The new skill in AI is not prompting, it's context engineering

Posted by robotswantdata 13 hours ago

The new skill in AI is not prompting, it's context engineering(www.philschmid.de)

501 points | 267 commentspage 2

mountainriver 11 hours ago|

You can give most of the modern LLMs pretty darn good context and they will still fail. Our company has been deep down this path for over 2 years. The context crowd seems oddly in denial about this

ethan_smith 4 hours ago||

We've experienced the same - even with perfectly engineered context, our LLMs still hallucinate and make logical errors that no amount of context refinement seems to fix.

arkmm 10 hours ago|||

What are some examples where you've provided the LLM enough context that it ought to figure out the problem but it's still failing?

tupac_speedrap 10 hours ago||

I mean at some point it is probably easier to do the work without AI and at least then you would actually learn something useful instead of spending hours crafting context to actually get something useful out of an AI.

klardotsh 4 hours ago||

Agreed until/unless you end up at one of those bleeding-edge AI-mandate companies (Microsoft is in the news this week as one of them) that will simply PIP you for being a luddite if you aren't meeting AI usage metrics.

8organicbits 12 hours ago||

One thought experiment I was musing on recently was the minimal context required to define a task (to an LLM, human, or otherwise).
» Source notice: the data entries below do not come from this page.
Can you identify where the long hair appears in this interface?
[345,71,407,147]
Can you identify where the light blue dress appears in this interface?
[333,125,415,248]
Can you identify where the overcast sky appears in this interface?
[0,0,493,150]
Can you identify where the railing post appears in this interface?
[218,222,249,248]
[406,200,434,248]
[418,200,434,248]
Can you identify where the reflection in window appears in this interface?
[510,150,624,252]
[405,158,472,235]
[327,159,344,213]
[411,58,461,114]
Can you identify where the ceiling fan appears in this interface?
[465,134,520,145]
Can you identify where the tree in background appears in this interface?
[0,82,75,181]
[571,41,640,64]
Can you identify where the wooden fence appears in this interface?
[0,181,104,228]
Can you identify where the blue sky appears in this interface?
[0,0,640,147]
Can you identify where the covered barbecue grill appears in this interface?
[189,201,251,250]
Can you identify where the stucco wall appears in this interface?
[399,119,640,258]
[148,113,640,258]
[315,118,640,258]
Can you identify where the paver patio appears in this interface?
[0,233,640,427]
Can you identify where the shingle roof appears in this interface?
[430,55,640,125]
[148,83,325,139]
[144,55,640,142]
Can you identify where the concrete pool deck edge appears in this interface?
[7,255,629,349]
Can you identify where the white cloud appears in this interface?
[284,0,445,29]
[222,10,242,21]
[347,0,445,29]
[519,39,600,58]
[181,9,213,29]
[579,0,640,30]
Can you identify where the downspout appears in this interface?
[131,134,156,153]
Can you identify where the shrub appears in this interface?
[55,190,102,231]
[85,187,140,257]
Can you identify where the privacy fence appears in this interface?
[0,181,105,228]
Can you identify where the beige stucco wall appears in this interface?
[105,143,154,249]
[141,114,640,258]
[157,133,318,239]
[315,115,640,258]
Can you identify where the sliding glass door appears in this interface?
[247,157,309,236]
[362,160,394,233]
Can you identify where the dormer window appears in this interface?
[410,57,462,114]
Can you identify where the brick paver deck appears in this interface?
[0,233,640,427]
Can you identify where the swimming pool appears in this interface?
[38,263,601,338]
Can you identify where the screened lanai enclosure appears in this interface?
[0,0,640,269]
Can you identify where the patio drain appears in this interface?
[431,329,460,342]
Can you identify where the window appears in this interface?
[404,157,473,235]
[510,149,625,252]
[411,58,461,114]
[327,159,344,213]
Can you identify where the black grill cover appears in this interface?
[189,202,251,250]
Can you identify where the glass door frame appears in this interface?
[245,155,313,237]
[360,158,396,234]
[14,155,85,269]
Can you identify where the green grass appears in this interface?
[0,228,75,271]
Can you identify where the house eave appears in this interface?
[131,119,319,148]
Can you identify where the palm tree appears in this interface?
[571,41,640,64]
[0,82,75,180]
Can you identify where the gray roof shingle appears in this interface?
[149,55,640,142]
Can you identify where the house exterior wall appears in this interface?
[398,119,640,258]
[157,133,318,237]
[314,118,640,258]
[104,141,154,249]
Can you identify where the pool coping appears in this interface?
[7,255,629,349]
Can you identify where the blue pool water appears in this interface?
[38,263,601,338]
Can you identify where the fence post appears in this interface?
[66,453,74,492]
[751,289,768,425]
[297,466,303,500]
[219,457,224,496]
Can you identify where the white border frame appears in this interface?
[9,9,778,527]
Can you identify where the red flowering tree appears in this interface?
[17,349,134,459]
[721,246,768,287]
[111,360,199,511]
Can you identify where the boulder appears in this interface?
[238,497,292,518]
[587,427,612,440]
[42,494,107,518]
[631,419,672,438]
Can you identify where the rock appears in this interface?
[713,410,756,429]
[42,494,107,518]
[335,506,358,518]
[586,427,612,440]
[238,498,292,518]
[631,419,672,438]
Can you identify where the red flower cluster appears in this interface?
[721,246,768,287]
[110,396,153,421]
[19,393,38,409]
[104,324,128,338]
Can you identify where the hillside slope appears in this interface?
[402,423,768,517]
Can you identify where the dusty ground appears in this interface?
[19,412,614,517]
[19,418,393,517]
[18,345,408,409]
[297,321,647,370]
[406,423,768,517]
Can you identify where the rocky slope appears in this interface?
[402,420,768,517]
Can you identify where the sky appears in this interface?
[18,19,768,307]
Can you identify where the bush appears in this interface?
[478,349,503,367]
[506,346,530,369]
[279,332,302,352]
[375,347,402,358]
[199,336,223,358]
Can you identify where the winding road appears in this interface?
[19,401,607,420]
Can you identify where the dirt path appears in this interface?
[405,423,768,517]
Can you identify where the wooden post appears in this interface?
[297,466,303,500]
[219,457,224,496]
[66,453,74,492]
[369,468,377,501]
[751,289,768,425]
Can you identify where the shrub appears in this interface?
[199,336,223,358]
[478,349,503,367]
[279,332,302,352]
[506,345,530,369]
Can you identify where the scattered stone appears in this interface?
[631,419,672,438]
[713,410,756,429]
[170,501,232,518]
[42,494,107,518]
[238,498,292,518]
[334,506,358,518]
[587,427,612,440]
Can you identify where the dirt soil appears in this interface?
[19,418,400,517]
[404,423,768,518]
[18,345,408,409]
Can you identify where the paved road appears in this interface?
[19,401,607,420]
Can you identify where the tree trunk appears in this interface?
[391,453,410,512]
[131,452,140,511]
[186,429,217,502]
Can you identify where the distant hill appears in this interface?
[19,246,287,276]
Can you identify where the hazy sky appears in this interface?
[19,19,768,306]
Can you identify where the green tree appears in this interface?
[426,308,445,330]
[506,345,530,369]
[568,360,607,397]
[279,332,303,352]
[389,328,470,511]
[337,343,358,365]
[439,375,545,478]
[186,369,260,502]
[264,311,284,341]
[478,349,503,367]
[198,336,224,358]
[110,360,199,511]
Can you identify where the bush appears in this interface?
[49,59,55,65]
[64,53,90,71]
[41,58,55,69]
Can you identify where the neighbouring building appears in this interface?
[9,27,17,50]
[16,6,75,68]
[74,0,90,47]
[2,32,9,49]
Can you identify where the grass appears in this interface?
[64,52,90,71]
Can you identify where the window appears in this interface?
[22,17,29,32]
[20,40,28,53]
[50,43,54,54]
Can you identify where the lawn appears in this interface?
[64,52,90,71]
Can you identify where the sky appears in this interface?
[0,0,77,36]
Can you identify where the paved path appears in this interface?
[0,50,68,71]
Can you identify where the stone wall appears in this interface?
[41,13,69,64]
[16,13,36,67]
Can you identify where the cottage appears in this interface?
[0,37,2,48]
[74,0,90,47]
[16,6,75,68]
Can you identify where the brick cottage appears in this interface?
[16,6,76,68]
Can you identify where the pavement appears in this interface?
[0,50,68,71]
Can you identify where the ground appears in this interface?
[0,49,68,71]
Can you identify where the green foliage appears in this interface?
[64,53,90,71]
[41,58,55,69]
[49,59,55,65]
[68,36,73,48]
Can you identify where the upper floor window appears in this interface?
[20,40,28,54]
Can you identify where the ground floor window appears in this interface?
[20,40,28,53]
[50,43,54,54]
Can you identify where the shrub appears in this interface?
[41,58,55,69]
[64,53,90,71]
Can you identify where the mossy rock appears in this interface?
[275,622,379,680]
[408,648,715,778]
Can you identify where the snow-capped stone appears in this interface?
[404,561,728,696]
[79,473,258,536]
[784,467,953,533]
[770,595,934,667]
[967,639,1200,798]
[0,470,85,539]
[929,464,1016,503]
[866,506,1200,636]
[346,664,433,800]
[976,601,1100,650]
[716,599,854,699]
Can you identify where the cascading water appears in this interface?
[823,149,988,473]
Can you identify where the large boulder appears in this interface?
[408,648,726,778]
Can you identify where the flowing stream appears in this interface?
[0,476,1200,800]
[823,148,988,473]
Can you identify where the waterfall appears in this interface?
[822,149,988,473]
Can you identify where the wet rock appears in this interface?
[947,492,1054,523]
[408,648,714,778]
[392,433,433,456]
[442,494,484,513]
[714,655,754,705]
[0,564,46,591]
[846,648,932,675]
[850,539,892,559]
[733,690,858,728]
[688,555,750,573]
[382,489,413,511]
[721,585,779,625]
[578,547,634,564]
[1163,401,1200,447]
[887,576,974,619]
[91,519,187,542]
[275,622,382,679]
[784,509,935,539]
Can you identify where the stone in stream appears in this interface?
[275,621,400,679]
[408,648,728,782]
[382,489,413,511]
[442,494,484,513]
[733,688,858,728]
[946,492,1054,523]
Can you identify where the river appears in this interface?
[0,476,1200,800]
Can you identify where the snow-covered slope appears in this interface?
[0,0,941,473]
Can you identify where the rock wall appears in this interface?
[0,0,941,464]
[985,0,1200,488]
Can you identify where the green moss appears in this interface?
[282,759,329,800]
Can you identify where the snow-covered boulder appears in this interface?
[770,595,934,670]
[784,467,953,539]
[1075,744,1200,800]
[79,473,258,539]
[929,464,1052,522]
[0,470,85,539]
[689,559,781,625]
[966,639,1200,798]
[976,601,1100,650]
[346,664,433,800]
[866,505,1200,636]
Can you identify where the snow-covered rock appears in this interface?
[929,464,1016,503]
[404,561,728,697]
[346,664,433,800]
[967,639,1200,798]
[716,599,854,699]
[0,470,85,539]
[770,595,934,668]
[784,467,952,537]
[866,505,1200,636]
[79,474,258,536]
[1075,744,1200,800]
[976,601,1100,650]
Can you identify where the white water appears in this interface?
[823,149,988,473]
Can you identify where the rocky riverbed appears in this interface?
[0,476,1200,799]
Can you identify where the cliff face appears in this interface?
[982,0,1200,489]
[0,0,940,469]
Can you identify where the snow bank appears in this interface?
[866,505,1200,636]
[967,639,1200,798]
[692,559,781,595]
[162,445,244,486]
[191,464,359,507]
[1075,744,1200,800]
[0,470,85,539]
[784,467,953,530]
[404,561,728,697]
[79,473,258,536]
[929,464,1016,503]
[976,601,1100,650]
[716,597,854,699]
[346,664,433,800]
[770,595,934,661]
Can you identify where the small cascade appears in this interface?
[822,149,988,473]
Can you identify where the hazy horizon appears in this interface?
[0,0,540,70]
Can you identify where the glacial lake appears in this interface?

In software, there's a whole discipline of human centered design that aims to uncover the nuance of a task. I've worked with some great designers, and they are incredibly valuable to software development. They develop journey maps, user stories, collect requirements, and produce a wealth of design docs. I don't think you can successfully build large projects without that context.

I've seen lots of AI demos that prompt "build me a TODO app", pretend that is sufficient context, and then claim that the output matches their needs. Without proper context, you can't tell if the output is correct.

CharlieDigital 12 hours ago||

I was at a startup that started using OpenAI APIs pretty early (almost 2 years ago now?).

"Back in the day", we had to be very sparing with context to get great results so we really focused on how to build great context. Indexing and retrieval were pretty much our core focus.

Now, even with the larger windows, I find this still to be true.

The moat for most companies is actually their data, data indexing, and data retrieval[0]. Companies that 1) have the data and 2) know how to use that data are going to win.

My analogy is this:

    > The LLM is just an oven; a fantastical oven.  But for it to produce a good product still depends on picking good ingredients, in the right ratio, and preparing them with care.  You hit the bake button, then you still need to finish it off with presentation and decoration.

[0] https://chrlschn.dev/blog/2024/11/on-bakers-ovens-and-ai-sta...

jumploops 12 hours ago||

To anyone who has worked with LLMs extensively, this is obvious.

Single prompts can only get you so far (surprisingly far actually, but then they fall over quickly).

This is actually the reason I built my own chat client (~2 years ago), because I wanted to “fork” and “prune” the context easily; using the hosted interfaces was too opaque.

In the age of (working) tool-use, this starts to resemble agents calling sub-agents, partially to better abstract, but mostly to avoid context pollution.

Zopieux 11 hours ago||

I find it hilarious that this is how the original GPT3 UI worked, if you remember, and we're now discussing of reinventing the wheel.

A big textarea, you plug in your prompt, click generate, the completions are added in-line in a different color. You could edit any part, or just append, and click generate again.

90% of contemporary AI engineering these days is reinventing well understood concepts "but for LLMs", or in this case, workarounds for the self-inflicted chat-bubble UI. aistudio makes this slightly less terrible with its edit button on everything, but still not ideal.

surrTurr 4 hours ago||

The original GPT-3 was trained very differently than modern models like GPT-4. For example, the conversational structure of an assistant and user is now built into the models, whereas earlier versions were simply text completion models.

It's surprising that many people view the current AI and large language model advancements as a significant boost in raw intelligence. Instead, it appears to be driven by clever techniques (such as "thinking") and agents built on top of a foundation of simple text completion. Notably, the core text completion component itself hasn’t seen meaningful gains in efficiency or raw intelligence recently...

nomel 11 hours ago||

Did you release your client? I've really wanted something like this, from the beginning.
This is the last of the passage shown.